GuyAllard / markov_clustering

markov clustering in python
MIT License
167 stars 37 forks source link

Some nodes belong to more than one clusters. #15

Open hw449 opened 5 years ago

hw449 commented 5 years ago

After run_mcl and get_clusters, I found that one node belongs to two clusters. Is this method doing a soft clustering?

Moonire commented 5 years ago

I am not aware that Markov Clustering can even theoretically do a soft clustering. Can you share your Adjacency matrix so we can test it ?

hw449 commented 5 years ago

Thanks. The file containing edge information is too huge (713Mb) to share with you. Here is my code. It is very short and simple. Could you please help me check whether there are some problems?
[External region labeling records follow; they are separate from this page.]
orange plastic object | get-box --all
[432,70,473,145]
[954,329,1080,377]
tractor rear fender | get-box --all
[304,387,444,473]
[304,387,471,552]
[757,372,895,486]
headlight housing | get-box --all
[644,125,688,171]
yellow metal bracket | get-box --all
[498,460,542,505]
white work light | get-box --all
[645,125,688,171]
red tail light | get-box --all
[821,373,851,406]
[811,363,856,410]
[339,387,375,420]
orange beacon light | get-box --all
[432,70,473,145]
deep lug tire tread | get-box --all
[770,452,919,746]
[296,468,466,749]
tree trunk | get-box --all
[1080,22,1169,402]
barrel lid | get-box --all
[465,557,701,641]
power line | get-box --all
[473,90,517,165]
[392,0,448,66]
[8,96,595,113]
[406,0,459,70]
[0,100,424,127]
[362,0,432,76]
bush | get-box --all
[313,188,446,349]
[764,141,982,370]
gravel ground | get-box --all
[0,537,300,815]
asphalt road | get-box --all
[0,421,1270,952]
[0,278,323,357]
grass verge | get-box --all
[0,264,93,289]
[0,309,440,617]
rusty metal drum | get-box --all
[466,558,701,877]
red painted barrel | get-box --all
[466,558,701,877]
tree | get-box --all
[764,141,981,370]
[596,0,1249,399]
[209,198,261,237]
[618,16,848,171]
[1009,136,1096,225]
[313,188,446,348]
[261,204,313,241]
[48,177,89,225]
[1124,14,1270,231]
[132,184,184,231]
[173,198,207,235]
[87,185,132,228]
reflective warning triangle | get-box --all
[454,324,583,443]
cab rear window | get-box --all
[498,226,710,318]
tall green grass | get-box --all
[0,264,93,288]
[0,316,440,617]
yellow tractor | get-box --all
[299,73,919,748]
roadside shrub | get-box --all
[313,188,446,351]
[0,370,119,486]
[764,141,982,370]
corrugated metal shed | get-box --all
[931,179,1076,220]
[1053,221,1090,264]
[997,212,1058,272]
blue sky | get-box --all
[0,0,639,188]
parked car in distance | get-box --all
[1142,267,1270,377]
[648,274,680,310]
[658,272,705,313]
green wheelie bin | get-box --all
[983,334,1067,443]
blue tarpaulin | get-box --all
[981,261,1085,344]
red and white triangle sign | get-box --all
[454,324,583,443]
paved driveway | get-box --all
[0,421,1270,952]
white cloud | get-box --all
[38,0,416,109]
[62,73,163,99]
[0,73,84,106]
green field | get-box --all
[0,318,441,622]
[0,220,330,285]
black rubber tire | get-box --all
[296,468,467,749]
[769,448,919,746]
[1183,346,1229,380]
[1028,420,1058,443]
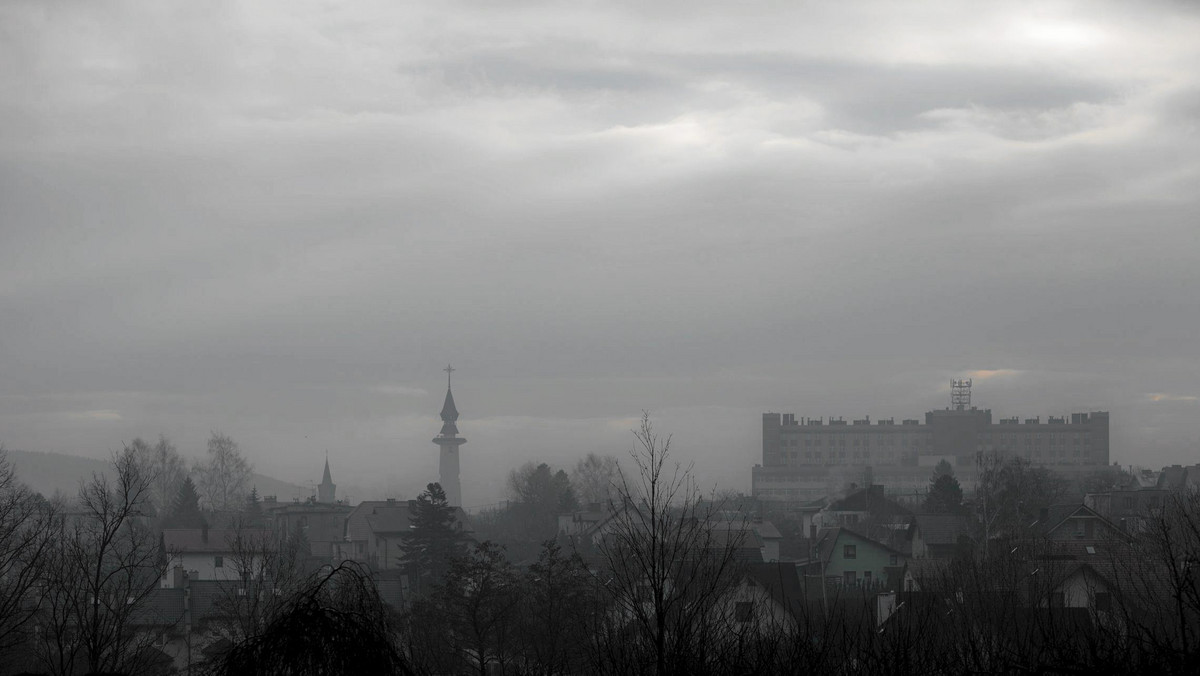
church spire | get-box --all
[442,364,458,423]
[433,364,467,507]
[317,450,337,502]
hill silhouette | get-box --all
[5,449,310,501]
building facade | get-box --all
[752,407,1109,501]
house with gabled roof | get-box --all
[715,563,805,635]
[798,527,908,590]
[334,498,468,570]
[908,514,970,558]
[1033,503,1127,540]
[160,527,276,587]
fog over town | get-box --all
[0,0,1200,676]
[0,2,1200,504]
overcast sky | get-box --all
[0,0,1200,507]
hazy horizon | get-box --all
[0,1,1200,507]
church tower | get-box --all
[433,365,467,507]
[317,455,337,502]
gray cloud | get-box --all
[0,2,1200,502]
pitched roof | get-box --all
[162,528,271,554]
[910,514,967,545]
[829,485,912,516]
[1034,503,1120,533]
[346,499,468,540]
[817,526,905,563]
[745,563,804,617]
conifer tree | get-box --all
[166,477,204,528]
[401,483,467,593]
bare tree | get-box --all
[130,435,187,520]
[197,432,253,513]
[214,521,307,644]
[0,447,58,658]
[596,413,744,675]
[36,448,166,674]
[571,453,620,504]
[209,561,412,676]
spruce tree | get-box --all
[401,484,467,593]
[166,477,204,528]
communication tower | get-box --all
[950,378,971,411]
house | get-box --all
[558,503,617,545]
[800,527,907,590]
[716,563,805,635]
[1158,465,1200,492]
[263,498,354,561]
[812,484,912,548]
[1033,503,1124,540]
[908,514,968,558]
[332,498,467,570]
[161,527,268,587]
[1084,489,1171,533]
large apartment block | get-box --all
[752,407,1109,499]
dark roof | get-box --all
[1034,502,1120,533]
[162,528,271,552]
[346,499,468,540]
[817,526,905,563]
[130,588,184,627]
[745,563,804,617]
[829,486,912,516]
[910,514,967,545]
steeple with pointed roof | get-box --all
[433,365,467,507]
[317,453,337,502]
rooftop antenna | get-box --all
[950,378,971,411]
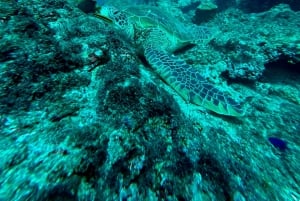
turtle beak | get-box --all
[94,7,113,24]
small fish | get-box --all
[268,137,287,151]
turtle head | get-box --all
[95,6,128,29]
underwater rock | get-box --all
[268,137,288,151]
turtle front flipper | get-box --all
[145,46,243,116]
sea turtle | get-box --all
[94,6,243,116]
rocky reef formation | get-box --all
[0,0,300,201]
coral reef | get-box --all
[0,0,300,201]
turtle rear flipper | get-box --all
[145,46,243,116]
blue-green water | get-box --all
[0,0,300,201]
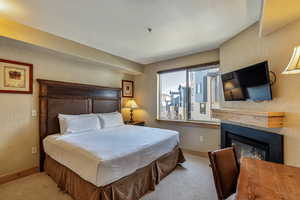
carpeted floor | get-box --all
[0,154,217,200]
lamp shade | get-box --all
[282,46,300,74]
[125,99,138,109]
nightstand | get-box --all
[125,121,145,126]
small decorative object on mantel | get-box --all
[125,99,138,122]
[282,46,300,74]
[0,59,33,94]
[122,80,134,98]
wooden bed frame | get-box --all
[37,79,121,171]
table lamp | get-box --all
[125,99,138,122]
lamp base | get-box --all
[129,109,133,122]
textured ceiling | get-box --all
[0,0,261,64]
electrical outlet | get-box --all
[31,110,37,117]
[200,135,204,142]
[31,147,37,154]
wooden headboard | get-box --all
[37,79,121,171]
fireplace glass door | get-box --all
[229,134,268,161]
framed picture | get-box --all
[0,59,33,94]
[122,80,134,98]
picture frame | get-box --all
[122,80,134,98]
[0,59,33,94]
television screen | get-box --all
[222,61,272,101]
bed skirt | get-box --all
[45,146,185,200]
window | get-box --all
[158,65,220,121]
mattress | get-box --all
[43,125,179,187]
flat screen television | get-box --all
[221,61,272,101]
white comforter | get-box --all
[43,125,179,187]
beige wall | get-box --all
[220,21,300,166]
[0,16,143,74]
[135,50,219,152]
[0,37,133,176]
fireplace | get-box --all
[221,123,283,163]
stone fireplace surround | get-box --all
[221,123,284,163]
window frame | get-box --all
[156,61,220,125]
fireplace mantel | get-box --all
[212,108,284,128]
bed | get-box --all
[38,79,184,200]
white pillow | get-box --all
[98,112,124,128]
[63,115,100,134]
[58,114,101,134]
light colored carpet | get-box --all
[0,154,217,200]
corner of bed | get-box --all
[37,79,184,200]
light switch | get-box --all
[31,110,37,117]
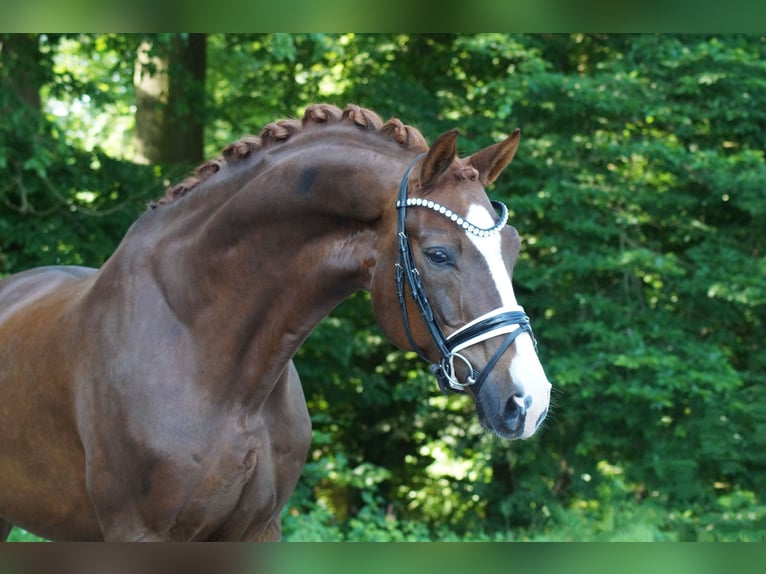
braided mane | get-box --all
[151,104,428,208]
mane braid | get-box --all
[149,104,428,209]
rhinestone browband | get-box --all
[396,197,508,237]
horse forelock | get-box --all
[150,104,428,208]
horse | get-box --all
[0,104,551,541]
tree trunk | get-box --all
[134,34,207,164]
[0,34,46,113]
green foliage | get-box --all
[0,34,766,540]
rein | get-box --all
[396,154,537,394]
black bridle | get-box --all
[396,155,537,395]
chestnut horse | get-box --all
[0,104,551,541]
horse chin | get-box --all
[476,403,528,440]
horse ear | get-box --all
[465,128,521,185]
[420,129,458,187]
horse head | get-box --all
[370,130,551,439]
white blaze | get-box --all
[466,205,551,438]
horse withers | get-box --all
[0,104,551,540]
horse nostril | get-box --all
[511,395,532,415]
[504,395,532,428]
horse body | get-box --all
[0,106,550,540]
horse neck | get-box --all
[125,139,413,380]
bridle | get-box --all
[396,154,537,395]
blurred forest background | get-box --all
[0,34,766,540]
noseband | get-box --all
[396,155,537,394]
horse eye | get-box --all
[426,249,452,265]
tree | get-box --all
[134,34,207,164]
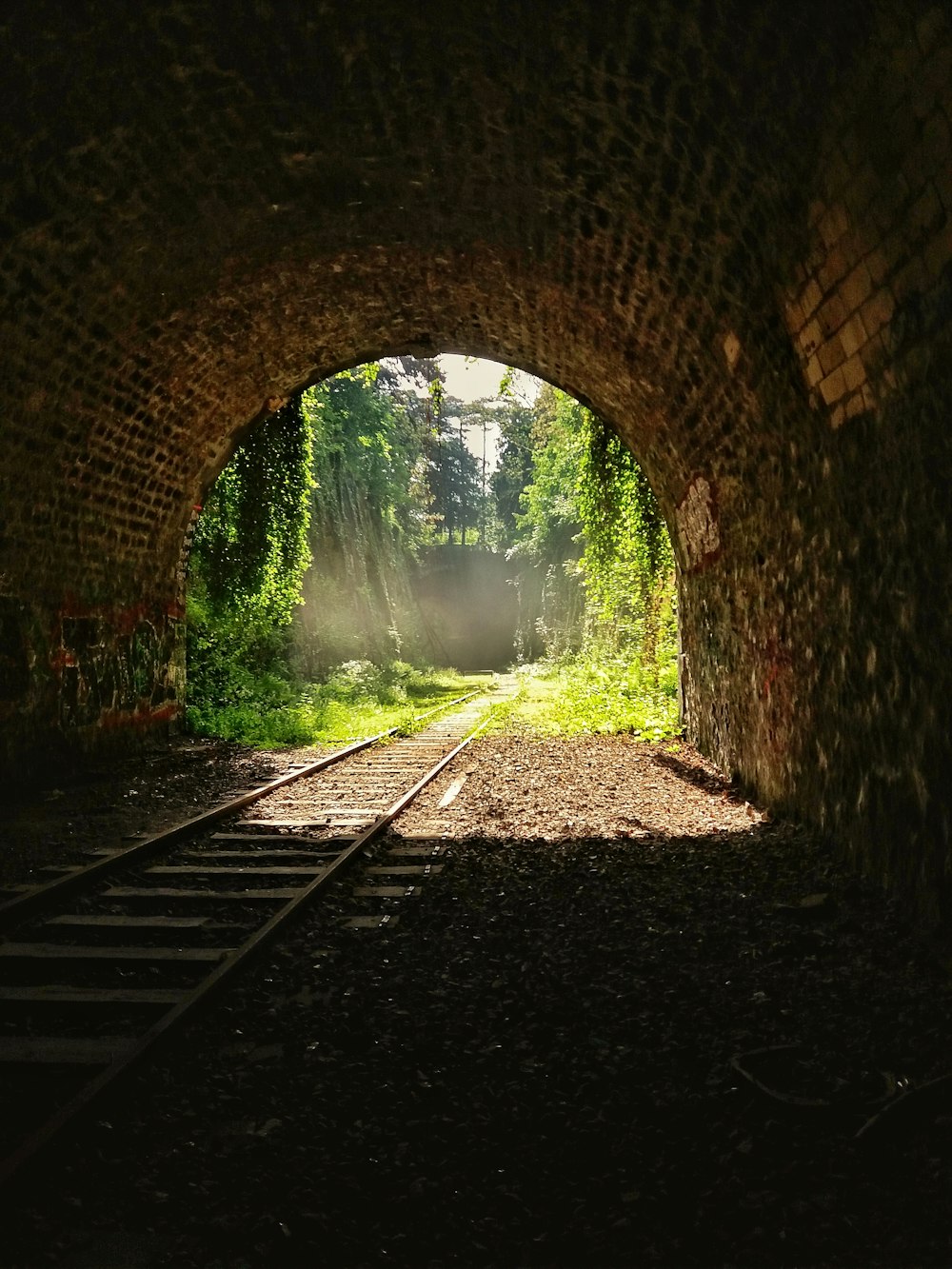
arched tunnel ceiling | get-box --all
[4,3,868,591]
[0,0,952,914]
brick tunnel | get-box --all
[0,0,952,919]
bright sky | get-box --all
[437,353,515,401]
[437,353,538,471]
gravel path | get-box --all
[0,737,952,1269]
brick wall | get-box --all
[0,0,952,915]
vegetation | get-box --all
[188,661,487,748]
[188,358,678,744]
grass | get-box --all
[487,656,682,740]
[186,661,492,748]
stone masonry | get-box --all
[0,0,952,919]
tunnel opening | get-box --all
[0,0,952,919]
[186,357,681,744]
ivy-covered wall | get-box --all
[0,0,952,916]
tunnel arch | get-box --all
[0,0,952,915]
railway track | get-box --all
[0,694,507,1184]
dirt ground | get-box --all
[0,737,952,1269]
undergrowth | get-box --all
[186,660,486,748]
[488,653,682,740]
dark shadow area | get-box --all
[651,754,739,798]
[9,824,952,1269]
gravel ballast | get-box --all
[0,737,952,1266]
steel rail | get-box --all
[0,691,480,930]
[0,691,492,1186]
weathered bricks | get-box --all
[0,0,952,914]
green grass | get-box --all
[186,661,492,748]
[487,656,681,740]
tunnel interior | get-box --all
[0,0,952,919]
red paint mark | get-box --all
[99,701,182,731]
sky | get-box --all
[437,353,540,469]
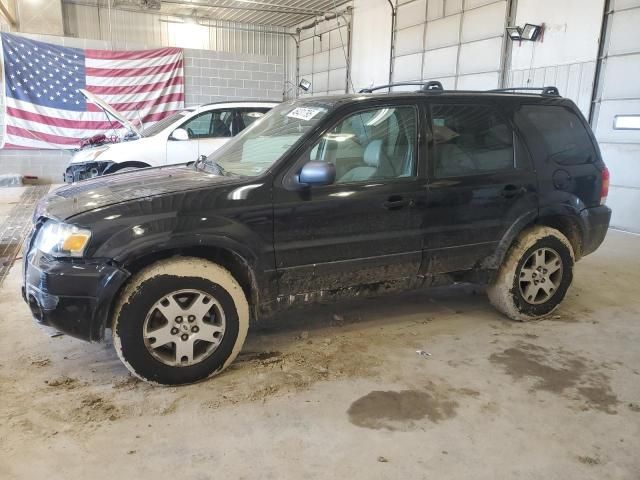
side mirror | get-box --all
[169,128,189,140]
[298,162,336,187]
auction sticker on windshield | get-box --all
[287,107,325,120]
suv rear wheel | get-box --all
[112,257,249,385]
[487,226,574,321]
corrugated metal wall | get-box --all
[506,60,596,117]
[592,0,640,233]
[298,17,350,95]
[63,3,287,56]
[392,0,507,90]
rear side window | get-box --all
[520,105,596,165]
[430,105,515,178]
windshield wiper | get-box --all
[194,155,229,177]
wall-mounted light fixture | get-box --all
[507,27,522,41]
[282,78,311,97]
[298,78,311,92]
[507,23,543,42]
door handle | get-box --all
[500,185,525,198]
[382,195,411,210]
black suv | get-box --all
[23,83,611,384]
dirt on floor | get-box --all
[0,232,640,480]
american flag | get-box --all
[1,33,184,149]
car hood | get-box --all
[79,88,142,137]
[34,165,241,221]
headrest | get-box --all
[364,140,384,168]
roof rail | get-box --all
[489,86,560,97]
[359,81,444,93]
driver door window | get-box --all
[182,112,213,139]
[310,107,417,183]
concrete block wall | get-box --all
[184,49,284,106]
[0,35,285,183]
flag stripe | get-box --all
[84,47,182,60]
[7,108,182,134]
[87,77,184,98]
[7,112,181,149]
[86,60,182,78]
[87,83,184,104]
[87,69,184,87]
[7,97,183,122]
[87,93,184,112]
[85,55,182,68]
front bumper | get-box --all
[22,249,129,341]
[581,205,611,256]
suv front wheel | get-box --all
[487,226,574,321]
[112,257,249,385]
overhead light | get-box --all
[507,27,522,40]
[298,78,311,92]
[522,23,542,42]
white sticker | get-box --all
[287,107,322,121]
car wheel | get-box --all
[487,226,574,321]
[112,257,249,385]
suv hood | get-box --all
[34,165,235,222]
[79,88,142,137]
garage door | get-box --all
[393,0,507,90]
[298,19,350,95]
[593,0,640,233]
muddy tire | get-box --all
[487,226,574,322]
[112,257,249,385]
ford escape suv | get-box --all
[23,83,611,385]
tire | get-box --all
[487,226,575,322]
[112,257,249,385]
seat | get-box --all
[212,118,231,137]
[339,140,391,183]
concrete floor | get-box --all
[0,190,640,480]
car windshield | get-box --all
[204,101,331,177]
[142,110,191,137]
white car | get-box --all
[64,90,277,183]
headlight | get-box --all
[81,147,109,162]
[35,220,91,257]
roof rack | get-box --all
[359,81,444,93]
[489,86,560,97]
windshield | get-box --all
[142,110,191,137]
[204,101,331,177]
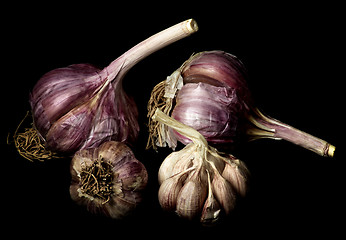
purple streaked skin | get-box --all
[30,19,198,153]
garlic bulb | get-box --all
[21,19,198,159]
[70,141,148,219]
[153,109,248,224]
[147,51,335,157]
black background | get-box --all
[0,1,345,239]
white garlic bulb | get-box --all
[153,110,248,224]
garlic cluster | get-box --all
[70,141,148,219]
[23,19,198,157]
[153,110,248,224]
[147,51,335,157]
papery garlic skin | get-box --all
[153,109,248,224]
[147,51,335,157]
[70,141,148,219]
[30,19,198,155]
[172,82,242,144]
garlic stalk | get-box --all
[147,51,335,157]
[153,109,249,224]
[19,19,198,160]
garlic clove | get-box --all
[212,173,236,214]
[98,141,134,165]
[158,152,181,184]
[176,174,207,219]
[115,160,148,191]
[222,160,248,197]
[158,176,183,211]
[46,102,95,153]
[200,171,221,225]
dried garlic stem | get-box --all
[106,19,198,79]
[247,108,335,157]
[152,109,208,146]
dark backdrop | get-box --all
[1,1,345,239]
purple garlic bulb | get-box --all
[70,141,148,219]
[30,19,198,154]
[148,51,335,157]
I don't have this problem last year.

import pandas as pd import markov_clustering as mc import networkx as nx import numpy as np

load edge information from a csv file (qgeneid, sgeneid, and sbitscore are two nodes and a weight, respectively)

data=pd.read_csv('BLAST_results/allv3_to_allv3_reduced',sep='\t') edges_with_weights=[(data['qgeneid'][i],data['sgeneid'][i],data["sbitscore"][i]) for i in range(len(data))]

clustering

G=nx.Graph() G.add_weighted_edges_from(edges_with_weights) matrix=nx.to_scipy_sparse_matrix(G) clusters=mc.get_clusters(mc.run_mcl(matrix,inflation=1.1))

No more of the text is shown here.